Golovkin says Canelo fight could he his last; De La Hoya envisages possible trilogy between the two stars

By James Slater - 06/22/2017 - Comments

He finally has the big one; the defining fight of his career – yet middleweight king Gennady Golovkin says his September super fight with Canelo Alvarez could possibly be the last of his career. GGG says he feels great at age 35 – and you would be hard pressed to name a younger-looking, more fresh-faced 35 year old fighter, one who has had close to 40 pro fights and all those amateur bouts, in all of boxing – yet he is thinking about possible retirement.

It would perhaps be a great way for GGG to go out: with a win over a superstar in Canelo, having registered close to twenty world title retentions – even if, if GGG looks great against Canelo, fans will no doubt crave seeing more of him in action. But it is possible, after his much closer than expected, even struggle, with Danny Jacobs, that age IS catching up with Triple-G.

Often in boxing, the most unforgiving of sports, the fighter himself is the last person to concede how Father Time has entered the picture in a serious way. As Billy Joe Saunders recently said, not every fighter can be Bernard Hopkins. So, will September 16 see the last of the terrific middleweight ruler in action?

“I don’t know. Maybe after this fight I’m finished, maybe not,” Golovkin said to the media. “I feel very good. OK I’m 35 but I feel like I’m 25. But this is boxing, not soccer, it’s not a game, this is a fight and every fight is difficult.”

Canelo’s promoter Oscar De La Hoya, however, is having none of it as far as September 16 being the last we will see of GGG. De La Hoya says he “had a dream” about GGG-Canelo developing into one of the sport’s great trilogies:

“I had a dream the other night about all the great trilogies like Ali-Frazier, Barrera-Morales and I strongly feel Canelo-Golovkin can become a trilogy unless it’s a blow out in the first or second round, and I don’t see that happening,” Oscar said. “Boxing needs a fight like this. This is like Leonard-Duran, Leonard-Hagler, Hearns-Duran.”

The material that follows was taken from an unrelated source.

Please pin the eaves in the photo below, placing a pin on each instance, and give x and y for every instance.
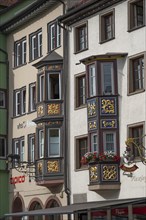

It is perhaps interesting De La Hoya mentioned Hearns-Duran, as this fight, although it was one that resulted in an awesome performance from Hearns (who as we know crushed Duran inside two brutally one-sided rounds) was no great battle. De La Hoya says he doesn’t think we will see a “blow out” on September16, but maybe, subconsciously, he does.

But in whose favour? And if either Canelo or GGG suffered what Duran suffered in 1984, might the loser really think hard about calling it a day and retiring? If the fight did end that way, it would be an enormously hard rebuilding job for either fighter.